400 years of religious life ends with announcement after Mass

We close... and then what?

Sunday 2nd July. Chapel of the Ursuline convent, a community that has been in Fribourg since 1634. A nun reminds me of what I have to announce at the end of the liturgy: Sunday mass will no longer be celebrated in this pretty church in the city centre. I complied, not without emotion tinged with regret.

For this is not a unique event in our good Catholic city. These days, many apostolic or missionary communities have already closed their houses of formation, education or various services. Now it's the turn of the convents and monasteries, which are seriously wondering about their future, as they await their probable, even inevitable closure.

Unquestionably, a page is being turned in our Catholic landscape.

Sadness should not overwhelm our gratitude. For decades and even centuries, these religious - men and women - served our population by investing themselves in our Church in the name of an evangelical vocation and mission.

Of course, they were not perfect, as recent cases of abuse have reminded us, somewhat brutally. But the dedication of so many brothers and sisters, often with admirable generosity, has had a profound impact on our civilisation. We owe them immense gratitude. It is the least justice we can do to say this and to show it to the few who still faithfully live among us.

Fortunately, the Church of Jesus Christ is deeper and wider than its fragile incarnations in history. The Gospel, energised by the Holy Spirit, is capable of spreading elsewhere and even of being creative here at home. I had hoped that the old, withering communities could be compensated for by the vitality of new ones. Fortunately, some of them are still strengthening this confidence, even if - alas! too many of them have exhibited difficulties, even scandals, that defile my Christian optimism.

"Honouring and thanking our forebears who gave their lives 'for the sake of Jesus and the Gospel' is not cultivating ashes, but passing on fire".

Through all these ups and downs, the Lord is undoubtedly telling us something important, which we hope the next Synod will take into account.

Cathcon:  "Restore all things in Christ" but that is not what they are hearing and will not be adopted by Synod, which is all about them not about Christ.

However beautiful and important so-called religious vocations may be, it is Trinitarian baptism that is the basis of every commitment to the service of Christ in the communion of the Church. Isn't the vocation to holiness, in all its variations, a vocation for everyone, even with our limitations and even our sins? The end of a certain clericalism should herald the emergence of new responsibilities available to all, men and women alike, in full freedom and equality.

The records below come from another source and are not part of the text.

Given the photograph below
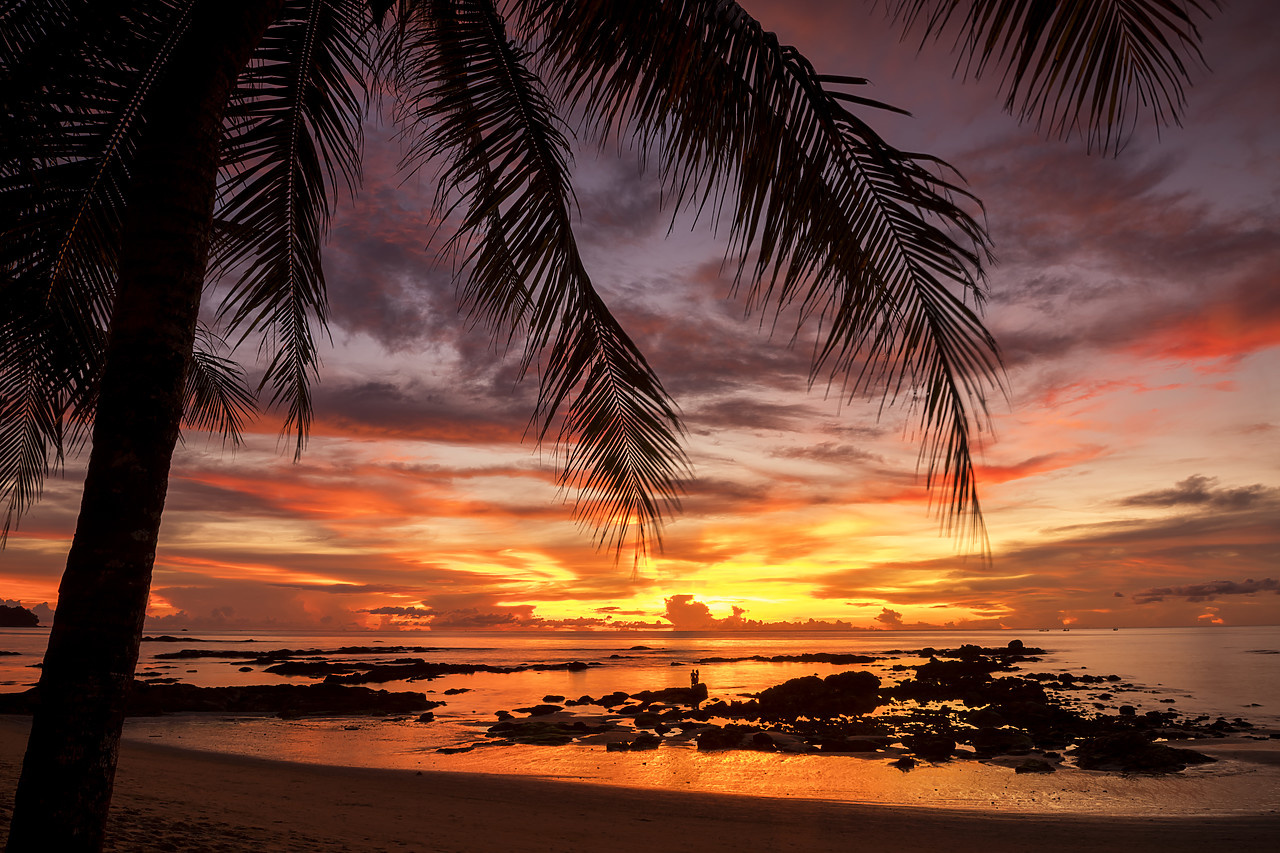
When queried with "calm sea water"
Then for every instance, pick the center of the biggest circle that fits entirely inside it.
(1220, 671)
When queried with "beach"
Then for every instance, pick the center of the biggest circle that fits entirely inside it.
(183, 801)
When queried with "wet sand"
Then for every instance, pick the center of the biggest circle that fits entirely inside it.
(181, 801)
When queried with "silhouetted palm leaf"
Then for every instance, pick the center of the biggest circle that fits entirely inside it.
(293, 138)
(854, 233)
(1088, 67)
(508, 159)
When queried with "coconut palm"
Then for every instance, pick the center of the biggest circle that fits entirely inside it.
(149, 147)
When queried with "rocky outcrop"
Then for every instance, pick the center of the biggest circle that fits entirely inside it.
(284, 699)
(1134, 752)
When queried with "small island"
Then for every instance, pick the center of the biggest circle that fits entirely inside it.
(17, 616)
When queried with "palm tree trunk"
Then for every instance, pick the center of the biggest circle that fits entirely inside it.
(67, 774)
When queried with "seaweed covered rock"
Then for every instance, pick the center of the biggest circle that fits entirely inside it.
(1134, 752)
(842, 693)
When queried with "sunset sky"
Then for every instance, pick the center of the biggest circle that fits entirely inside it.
(1132, 477)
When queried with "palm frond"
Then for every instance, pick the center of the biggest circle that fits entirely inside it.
(507, 156)
(1089, 67)
(863, 240)
(73, 78)
(293, 138)
(218, 397)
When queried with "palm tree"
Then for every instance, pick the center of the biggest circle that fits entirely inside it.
(150, 146)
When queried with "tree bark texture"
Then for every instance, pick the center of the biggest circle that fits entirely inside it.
(69, 766)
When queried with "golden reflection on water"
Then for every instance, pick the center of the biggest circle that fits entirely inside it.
(1226, 788)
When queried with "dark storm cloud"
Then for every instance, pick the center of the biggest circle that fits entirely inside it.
(1141, 267)
(1078, 562)
(1207, 591)
(830, 452)
(412, 612)
(1201, 491)
(415, 407)
(617, 200)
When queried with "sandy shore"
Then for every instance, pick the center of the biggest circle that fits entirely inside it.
(179, 801)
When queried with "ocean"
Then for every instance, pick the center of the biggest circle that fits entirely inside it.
(1201, 671)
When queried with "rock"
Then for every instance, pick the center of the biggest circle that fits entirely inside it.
(17, 616)
(853, 744)
(842, 693)
(931, 747)
(986, 719)
(1009, 742)
(728, 738)
(1133, 752)
(677, 696)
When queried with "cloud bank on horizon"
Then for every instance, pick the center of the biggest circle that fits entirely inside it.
(1130, 479)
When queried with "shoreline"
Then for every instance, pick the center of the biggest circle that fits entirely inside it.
(173, 799)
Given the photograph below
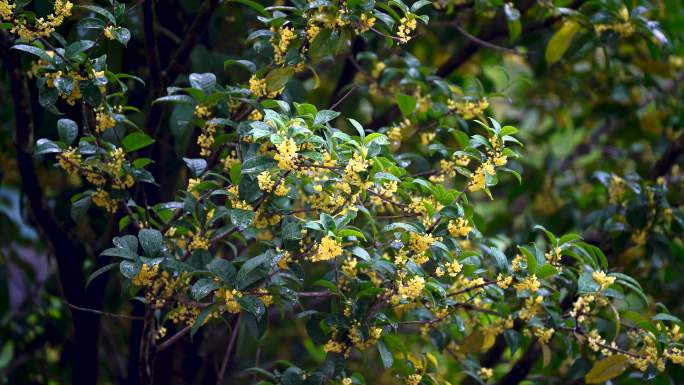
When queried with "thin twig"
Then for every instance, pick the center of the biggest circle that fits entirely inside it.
(349, 92)
(104, 313)
(229, 352)
(173, 339)
(483, 43)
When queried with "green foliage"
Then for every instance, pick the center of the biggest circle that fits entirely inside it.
(376, 219)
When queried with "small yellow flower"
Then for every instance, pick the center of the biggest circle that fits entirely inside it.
(486, 373)
(602, 279)
(327, 249)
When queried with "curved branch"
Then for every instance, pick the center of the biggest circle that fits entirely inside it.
(669, 158)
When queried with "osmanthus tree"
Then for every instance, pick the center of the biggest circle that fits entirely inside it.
(358, 240)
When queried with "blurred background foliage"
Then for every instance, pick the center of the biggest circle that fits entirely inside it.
(598, 125)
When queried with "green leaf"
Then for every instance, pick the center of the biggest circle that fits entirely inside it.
(202, 288)
(407, 103)
(258, 164)
(552, 238)
(399, 225)
(223, 269)
(241, 218)
(205, 82)
(254, 5)
(6, 354)
(278, 78)
(151, 241)
(122, 35)
(500, 260)
(100, 271)
(196, 166)
(324, 116)
(46, 146)
(75, 49)
(606, 369)
(245, 63)
(666, 317)
(33, 51)
(100, 11)
(68, 130)
(136, 141)
(324, 43)
(199, 321)
(560, 41)
(252, 305)
(129, 269)
(80, 207)
(253, 270)
(385, 355)
(185, 99)
(513, 22)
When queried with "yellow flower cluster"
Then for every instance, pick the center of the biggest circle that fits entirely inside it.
(468, 109)
(406, 25)
(530, 283)
(504, 281)
(192, 184)
(531, 308)
(349, 267)
(478, 181)
(543, 335)
(427, 137)
(202, 112)
(377, 70)
(43, 26)
(75, 94)
(485, 373)
(623, 28)
(185, 314)
(206, 139)
(616, 190)
(103, 121)
(356, 164)
(410, 290)
(461, 160)
(101, 198)
(496, 155)
(356, 337)
(198, 242)
(287, 154)
(69, 160)
(334, 347)
(284, 35)
(394, 133)
(365, 23)
(419, 244)
(146, 275)
(327, 249)
(602, 279)
(553, 257)
(6, 10)
(452, 269)
(312, 30)
(459, 227)
(265, 181)
(230, 297)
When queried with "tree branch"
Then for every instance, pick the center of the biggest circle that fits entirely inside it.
(197, 28)
(669, 158)
(229, 352)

New forms, including community ones, will undoubtedly emerge to better respond to the needs of our humanity. Rooted in the Christian treasure of the apostolic faith, these circumstantial translations of evangelical vitality must embrace the diversity of cultural contexts much more freely. If we confuse unity with uniformity, the inspirations of the Spirit can only be curbed or even paralysed. What applies to all Church services also applies to ordained ministries.

Honouring and thanking our forebears who gave their lives "for the sake of Jesus and the Gospel" is not cultivating ashes, but passing on fire.